Flying Back Over the Cuckoo's Nest

I first saw "One Flew Over the Cuckoo's Nest" in 1975 while I was in college and readily identified with the hell-raising, force-of-nature R. P. McMurphy portrayed by Jack Nicholson. McMurphy represented rebellious individuality and freedom in opposition to the establishment's spirit-crushing conformity machine.

Five years later I was a behavior specialist in a secure facility serving young men with mental retardation who had committed felonies. Barely 22 years old and working in an environment with sometimes alarming levels of violence and aggression, I began to regard Nurse Ratchett with more sympathy.

After more than a quarter century in the field, with much time learning, reflecting, and making more mistakes than I can count, I view things from a certain vantage point. I now see all the characters in the story - staff and patients alike - as casualties of a corrosive process of institutionalization. McMurphy may have had brain tissue extirpated, but Ratchett has lost whole parts of her soul.

"One Flew Over the Cuckoo's Nest" is full of operatic moments and epic confrontations. It's theater, not reality, but it holds a mirror up to a reality with which many of us are uncomfortably familiar. Nurse Ratchett is a caricature, but I've known many of her real-life referents, professionals with power over people's lives, who had neither the wisdom nor humility to use that power responsibly. I've also seen decent people with good intentions lose their way with tragic results. In my experience, poor working conditions, weak leadership, unprocessed trauma, inadequate supervision, and ineffective training can be insidious and nearly as destructive as laziness, arrogance, fear, and selfishness. In this way Ratchetts are made as often as they are born.

The soul-erosion on all sides can be subtle and quiet, progressing unnoticed like a malignancy. Neurologist and teacher Oliver Sacks chronicles this process in A Leg to Stand On, a memoir of his own hospitalization and rehabilitation from a life-altering accident. While hiking in Norway, Sacks fell off a cliff, fleeing from a murderous bull (I kid you not; read the book). The quadriceps in his left leg tore completely loose from the patella and his femoral nerve was damaged, leaving him without sensation or motor control. Completely alone on the mountain, Sacks realized he would die unless he dragged his body back down the trail to reach help, which he did.
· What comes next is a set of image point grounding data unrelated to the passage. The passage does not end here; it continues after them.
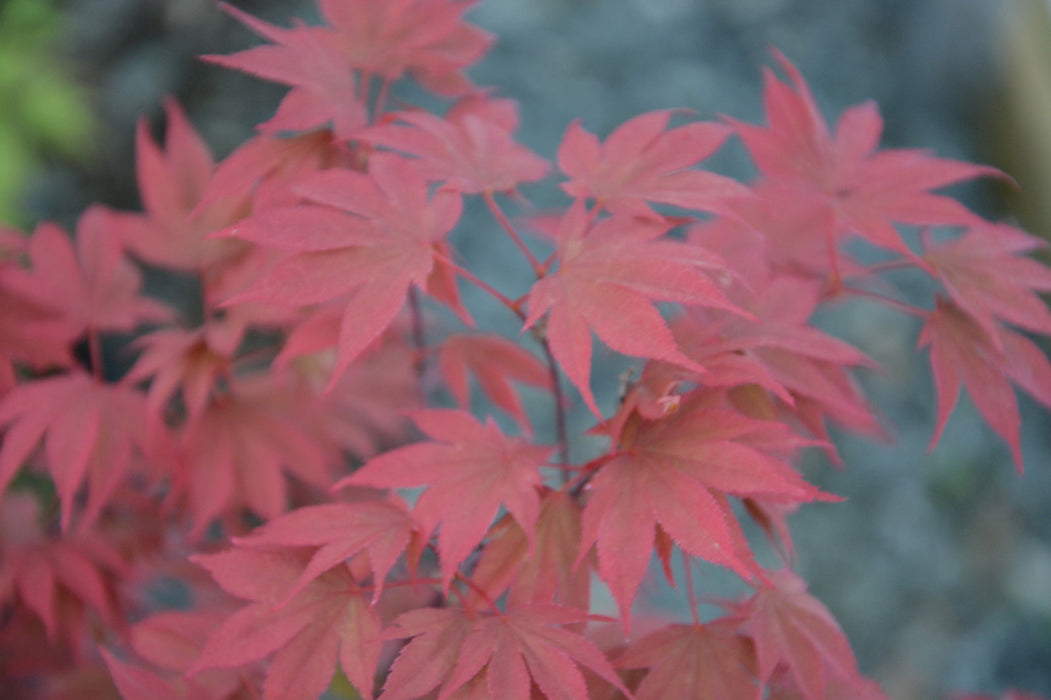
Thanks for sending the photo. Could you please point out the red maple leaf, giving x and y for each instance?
(694, 661)
(328, 622)
(427, 38)
(91, 433)
(471, 149)
(963, 353)
(237, 453)
(672, 476)
(266, 165)
(371, 258)
(843, 175)
(986, 276)
(502, 656)
(91, 286)
(176, 357)
(494, 361)
(541, 568)
(174, 229)
(468, 473)
(58, 578)
(379, 529)
(641, 162)
(794, 631)
(609, 275)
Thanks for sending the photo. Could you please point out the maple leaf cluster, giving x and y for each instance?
(305, 455)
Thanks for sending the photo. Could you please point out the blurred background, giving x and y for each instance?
(938, 567)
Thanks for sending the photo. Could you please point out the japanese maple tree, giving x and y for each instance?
(344, 473)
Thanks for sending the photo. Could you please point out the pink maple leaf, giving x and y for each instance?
(641, 161)
(469, 471)
(962, 353)
(609, 275)
(370, 256)
(471, 149)
(851, 185)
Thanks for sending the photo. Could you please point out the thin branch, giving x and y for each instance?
(498, 214)
(688, 572)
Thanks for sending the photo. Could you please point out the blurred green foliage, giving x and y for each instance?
(42, 109)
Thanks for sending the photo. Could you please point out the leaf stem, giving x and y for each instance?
(688, 573)
(538, 269)
(485, 286)
(559, 397)
(418, 341)
(95, 353)
(377, 111)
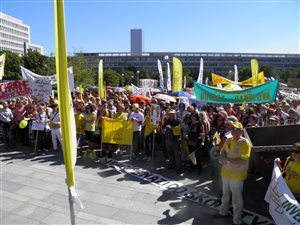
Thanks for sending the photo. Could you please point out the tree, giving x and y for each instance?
(12, 65)
(111, 77)
(36, 62)
(83, 74)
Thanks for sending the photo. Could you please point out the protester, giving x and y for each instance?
(234, 159)
(54, 124)
(6, 117)
(172, 142)
(138, 118)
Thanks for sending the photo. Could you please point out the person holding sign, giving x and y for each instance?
(291, 170)
(234, 158)
(173, 141)
(54, 124)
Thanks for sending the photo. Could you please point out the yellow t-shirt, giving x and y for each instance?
(79, 123)
(232, 171)
(149, 126)
(120, 116)
(90, 121)
(292, 176)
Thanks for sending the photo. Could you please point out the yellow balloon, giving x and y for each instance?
(23, 124)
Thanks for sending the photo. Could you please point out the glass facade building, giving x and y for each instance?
(219, 63)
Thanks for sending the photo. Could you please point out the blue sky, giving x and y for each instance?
(258, 26)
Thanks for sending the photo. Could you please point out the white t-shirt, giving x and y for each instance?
(139, 117)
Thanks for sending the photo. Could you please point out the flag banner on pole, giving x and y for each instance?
(169, 85)
(200, 76)
(100, 80)
(262, 93)
(217, 79)
(254, 71)
(65, 102)
(283, 207)
(161, 76)
(2, 64)
(236, 74)
(177, 75)
(249, 82)
(117, 131)
(29, 75)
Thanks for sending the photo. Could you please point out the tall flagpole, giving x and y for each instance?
(65, 104)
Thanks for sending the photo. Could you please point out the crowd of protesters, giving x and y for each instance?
(183, 130)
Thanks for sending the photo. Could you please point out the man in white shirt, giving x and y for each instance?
(138, 118)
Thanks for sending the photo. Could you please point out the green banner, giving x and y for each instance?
(263, 93)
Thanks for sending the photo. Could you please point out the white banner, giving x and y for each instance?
(27, 74)
(283, 206)
(200, 76)
(184, 192)
(169, 85)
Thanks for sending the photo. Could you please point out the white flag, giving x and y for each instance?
(161, 77)
(2, 64)
(200, 76)
(169, 85)
(283, 206)
(236, 74)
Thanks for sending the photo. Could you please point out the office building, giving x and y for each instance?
(219, 63)
(136, 41)
(15, 36)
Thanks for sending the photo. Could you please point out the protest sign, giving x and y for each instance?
(14, 89)
(117, 132)
(37, 126)
(41, 89)
(283, 206)
(155, 114)
(259, 94)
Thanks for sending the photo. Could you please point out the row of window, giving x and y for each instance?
(11, 24)
(12, 31)
(11, 44)
(13, 38)
(12, 50)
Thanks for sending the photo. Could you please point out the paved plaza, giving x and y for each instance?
(33, 191)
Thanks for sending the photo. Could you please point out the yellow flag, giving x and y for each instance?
(2, 64)
(65, 103)
(254, 71)
(117, 131)
(177, 75)
(100, 79)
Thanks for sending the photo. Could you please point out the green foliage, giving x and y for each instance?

As in all his books, Sacks takes the reader on a journey through neurological phenomena and the human experience. This time, he shares his personal story of struggling to recover from a devastating injury while enduring spirit-withering treatment at the hands of his medical caregivers. Perhaps most interesting, after being moved from a room in which he'd been confined for several weeks, the author discovered that his visual field, at least the stereoscopic component, had shrunken to conform to the dimensions of that room. Everything within the boundaries of his confinement was clearly three dimensional, but the world beyond it was curiously flat and less distinct. His vision had accommodated to the diminished size of his world. In due course his vision normalized, but the experience provided a profound insight into what it means to be a patient and what is involved in recovery.

With each step, each advance, one's horizons expanded, one stepped out of a contracted world - a world one hadn't realized was so contracted. I found this in every sphere, physiological and existential...

We speak, glibly, of "institutionalization," without the smallest personal sense of what is involved - how insidious, and universal, is the contraction in all realms... and how swiftly it can happen to anyone, to oneself.

The implication for those of us supporting people with psychiatric, developmental, and physical disabilities is clear. The people we support live in very small worlds, worlds often kept small by the manner in which we deliver services. Helping people expand the size of their worlds -socially, vocationally, physically, emotionally, recreationally, and existentially - must be a top priority. Institutionalization isn't about the kind of buildings or real estate one occupies, it's about the loss of power, movement, freedom, and vision.

But how do we keep ourselves from becoming institutionalized?

Oliver Sacks points out that the process is often unseen and unheard, and can overtake any of us unaware. Awareness and the will to resist institutionalizing influences in ourselves and in others is a good start. Reflecting on our own practices and questioning our assumptions can keep us from becoming lazy or lapsing into superstition. Celebrating successes - individual and group - can keep us positively focused. Practicing honesty and individual integrity, honoring the good work of others, courageously confronting our colleagues when needed, receiving praise with grace and correction with gratitude, and perhaps most importantly of all, approaching the lives of others with humility, are all ways we can keep our humanity as we help others to live full lives.